Hundreds of residents displaced by landslides in Indonesia

A landslide in Pagaran Honas village, Badiri district in Central Tapanuli regency, North Sumatra, on Friday forced 287 residents to take shelter.

Ten homes were reportedly destroyed by the landslide, while a school building was on the verge of collapse. No casualties were reported in the disaster.

As of Friday noon, Pagaran Honas village was still isolated. Meanwhile, road access to Aek Botot village, home to some 350 people, was also cut after a stretch of it was buried by debris.

The prevention affairs head at the Central Tapanuli Disaster Mitigation Agency (BPBD), Safaruddin Ananda Nasution, said a search and rescue team and some heavy machinery had been sent to the location to help the evacuation process and open access to Aek Botot village. He, however, acknowledged this had yet to be achieved and all the residents in Aek Botot were still isolated.

Safaruddin said the landslide also destroyed 10 homes in Pagaran Honas. He added people's activities had been stopped for the time being.

"As many as 287 Pagaran Honas villagers have been evacuated in case of further landslides. They are in tents at the shelter camp in Dusun I," Safaruddin told The Jakarta Post on Friday.

Safaruddin said the chance of subsequent landslides in the village was high as it is located low in a hilly area, and rain was still falling heavily over Central Tapanuli.

He added Central Tapanuli was hit by landslides almost every year during the rainy season. This month, he said landslides had taken place twice in the regency.

The first was in Sibio-Bio village last week, when two couples were buried and killed, and a four-month-old baby went missing.

The SAR team and Indonesian Military (TNI) soldiers found the remains of the baby in the Garoga River on Nov. 26 at around 12 p.m.

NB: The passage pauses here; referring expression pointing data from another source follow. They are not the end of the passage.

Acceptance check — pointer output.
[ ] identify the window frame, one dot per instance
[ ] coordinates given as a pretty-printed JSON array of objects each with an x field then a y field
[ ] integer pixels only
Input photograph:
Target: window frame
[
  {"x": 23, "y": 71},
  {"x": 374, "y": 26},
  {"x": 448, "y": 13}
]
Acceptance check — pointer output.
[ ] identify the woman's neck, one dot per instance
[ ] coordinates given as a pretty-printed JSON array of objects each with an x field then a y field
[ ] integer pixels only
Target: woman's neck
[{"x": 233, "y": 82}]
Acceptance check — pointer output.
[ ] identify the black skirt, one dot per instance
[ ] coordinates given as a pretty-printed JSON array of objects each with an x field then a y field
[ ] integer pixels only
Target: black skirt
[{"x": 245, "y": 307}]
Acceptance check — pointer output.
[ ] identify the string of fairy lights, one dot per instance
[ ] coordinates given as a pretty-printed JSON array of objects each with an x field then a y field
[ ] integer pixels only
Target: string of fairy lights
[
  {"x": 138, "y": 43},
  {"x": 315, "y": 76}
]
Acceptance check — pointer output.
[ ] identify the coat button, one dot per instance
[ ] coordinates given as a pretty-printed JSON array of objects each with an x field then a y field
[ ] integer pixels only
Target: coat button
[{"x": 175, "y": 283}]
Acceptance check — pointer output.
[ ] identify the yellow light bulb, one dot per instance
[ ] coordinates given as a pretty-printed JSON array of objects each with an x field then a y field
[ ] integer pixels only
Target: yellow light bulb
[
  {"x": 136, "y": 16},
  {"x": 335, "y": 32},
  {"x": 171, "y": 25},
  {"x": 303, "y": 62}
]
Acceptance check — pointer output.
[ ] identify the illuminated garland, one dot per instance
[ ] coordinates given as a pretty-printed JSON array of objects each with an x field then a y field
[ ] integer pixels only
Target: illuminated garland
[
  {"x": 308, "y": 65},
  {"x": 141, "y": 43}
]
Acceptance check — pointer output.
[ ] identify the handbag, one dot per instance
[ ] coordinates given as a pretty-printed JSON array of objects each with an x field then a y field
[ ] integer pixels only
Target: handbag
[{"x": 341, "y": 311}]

The second landslide, in Pagaran Honas village, occurred several days later on Thursday.

Hendra Suwarta from the Medan office of the Meteorology, Climatology and Geophysics Agency (BMKG) reminded residents in Central Tapanuli and regions on the western coast to remain alert for landslides as the rain intensity in the region was still regarded as high.

He said rainfall in North Sumatra would reduce between December and January next year.

Separately, hundreds of homes in Kota Pinang district, South Labuhan Batu regency, on Friday were engulfed by a meter of water caused by torrential rain over the past week. As a result, residents had been forced to evacuate to safer areas.

Kota Pinang resident Irwansyah said the flooding had started Wednesday. As of Friday noon, it had not receded. He said the flood was triggered by the Barumun River bursting its banks because of continuous rain over the past week.

Irwansyah expressed hope that the government would immediately intervene to overcome the annual floods in the area.

Based on data from the National Disaster Mitigation Agency (BNPB), as many as 1,136 floods, landslides and whirlwinds had taken place this year. The disasters had killed 355 people, displaced more than 1.7 million and damaged more than 25,000 homes.

The damage from flash floods in North Sumatra would take up to Rp 1.4 trillion (US$114.4 million) to repair in 2014.

BNPB described areas prone to landslides in Sumatra as being hilly and mountainous regions, including areas located along the Bukit Barisan mountain range stretching through Aceh, North Sumatra and West Sumatra.